Perhaps that is irrelevant though, it's coming after an error regarding
a buffer length problem and the reallocation error happens about a
minute later.

So really most of our confusion is stemming from the fact that the
pointer value does seem to be the same and is not changing; so, we can't
determine when/where the memory is being lost.

Lorraine

-----Original Message-----
From: rpg400-l-bounces@xxxxxxxxxxxx
[mailto:rpg400-l-bounces@xxxxxxxxxxxx] On Behalf Of Scott Klement
Sent: Wednesday, July 30, 2008 12:02 PM
To: RPG programming on the AS400 / iSeries
Subject: Re: CEE0810 Error on Reallocate Statement

Hi Lorraine,

Please run the program in debug, and place a breakpoint right after the
%ALLOC statement, and another breakpoint right before the %REALLOC
statement.

Right after the %ALLOC, display the value of the pointer. Write it down

or screen print or something for later reference.

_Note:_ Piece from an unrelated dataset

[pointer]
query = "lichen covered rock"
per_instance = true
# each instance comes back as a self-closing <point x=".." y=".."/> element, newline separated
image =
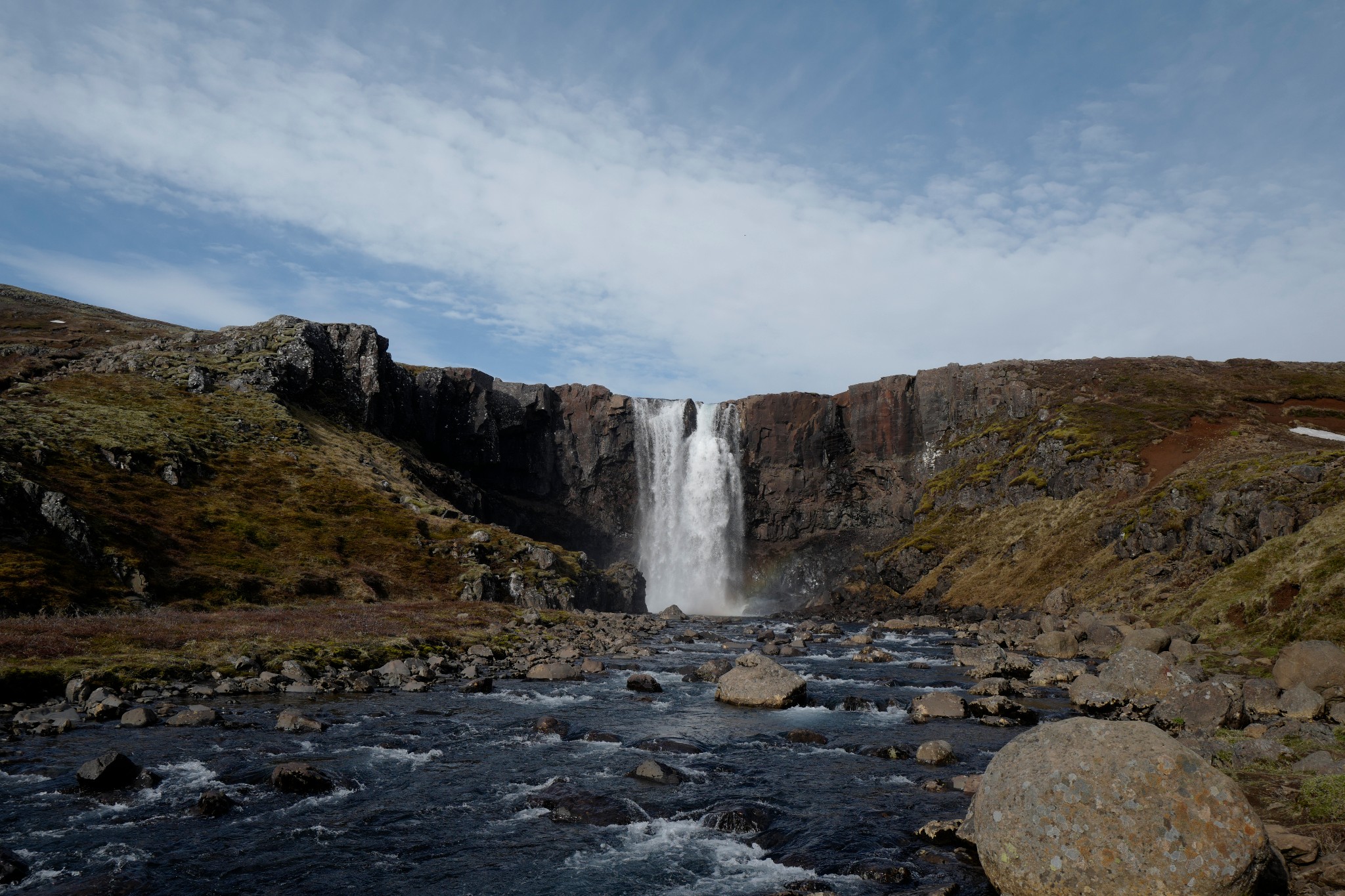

Just before the %REALLOC display the value of the same pointer. Are
they the same? (The error message suggests that they are not.) You
need to make sure that the value in arrayPtr doesn't change between the
%ALLOC and the %REALLOC. (If the %REALLOC is successful, it may change
that address -- and that's okay -- but between the initial %ALLOC and
the %REALLOC they need to be unchanged.)

Here's what's going on: The memory in your computer is shared by lots
of different jobs/threads that are all running concurrently. It's very
important two different jobs/threads don't end up using the same memory.

So when you call %ALLOC, the computer reserves that memory, and won't
give it out again until you deallocate it. How does it reserve the
memory? It keeps a table of all of the starting addresses, i.e. the
addresses returned by %ALLOC.

If you want to make the allocation larger (i.e. %REALLOC) the system has

to look up the old address in that table -- and the problem is that
address you've provided isn't found in the table.

So, either your address has changed from what %ALLOC assigned you, or
the memory has already been deallocated.

Hope that makes sense.


Lorraine.Ford@xxxxxxxxxxx wrote:


One of our developers is running into a hard halt error, CEE0810, on a
reallocate statement. This is in a service program, which another
program is using CALLP to access. She has her pointer and array
defined
as follows:



d array s 32a dim(32767)

d based(arrayPtr)

d arrayPtr s *



Does her initial allocation:



// allocate storage, if necessary



if wa = *zero;

wa = 100;

arrayPtr = %alloc(wa * 32);

endif;



And then reads records from a file using SQL. It's that data she's
going to store in the array. So, if it's determined she needs to
store
more than 100 elements, the program attempts to reallocate:



if b2 > wa;

wa += 100;

arrayPtr = %realloc(arrayPtr:wa * 32);

endif;



The reallocate fails with CEE0810:



The starting address for reallocation is not valid.


Function check. CEE0810 unmonitored by PGMNAME at statement
0000000855,

instruction X'0000'



No one has any idea what the problem is, research has turned up
nothing.
Could the problem be something like since this is a service program,
and
it's on the 5th call to the service program that the reallocate logic
is
executed, somehow the program has lost the location of the original
allocation so it doesn't know where to go to reallocate? There's no
other logic in the program that's manipulating the value of the
pointer
other than the allocate and reallocate statements above.